Have you ever imagined powering your city with your daily walks? Pavegen’s innovative floor tiles make this a reality!
Founded on 2009, The pavegen tiles are special floor tiles that generate electricity from footsteps. Each footstep on a Pavegen tile can generate up to 7 watts of energy. This energy is typically stored in batteries or used to power nearby devices, such as LED lights or sensors. As you walk on them, the pressure triggers a tiny internal generator, converting your step into usable energy.
How these tiles can change the future of power generation?
- Aiding to the power consumption of crowded public places –
Each tile by Pavegen can generate up to 7 watts of power on each footstep. A 100-square-foot area on a busy subway can generate up to 3,780 kW of energy per day, enough to power all the lights in the station.

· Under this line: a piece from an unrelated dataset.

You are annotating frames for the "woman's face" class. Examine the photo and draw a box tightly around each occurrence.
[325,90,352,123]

2. The modular nature makes deployment of these tiles easier than normal pavement –
The modular nature of Pavegen’s energy-generating floor tiles makes their deployment easier than normal pavement. Each tile can be quickly installed or replaced without extensive construction, minimizing disruption. This modularity allows for scalable installations, where tiles can be added or relocated as needed.
3. Wide variety of applications –
Pavegen’s energy-generating floor tiles have a wide variety of applications as they can be installed in commercial spaces like shopping malls and retail stores, transportation hubs such as airports and train stations, and sports and entertainment venues etc.
Patents behind this Energy-Generating Tiles Innovation
The patent US11309769B2 describes a generator that converts small movements, such as footsteps, into electricity. It includes a housing, a rotor, and an actuator that transforms linear motion into rotation. Coils on the rotor and stator generate electricity, which is then converted to DC by a rectifier. This harvested energy can power low-power devices like sensors or LEDs.
The patent CN108474360B describes a floor system that generates electricity from footsteps and allows tracking of pedestrian movements. The system uses tiles with integrated force sensors and electromagnetic transmitters. When a person steps on a tile, the force sensor activates the transmitter. Mobile devices pick up the signals and send them along with motion data to confirm steps. This allows monitoring footfalls without trip hazards from movable tiles. The system also characterizes step locations, directions, and identities using multiple sensors per tile.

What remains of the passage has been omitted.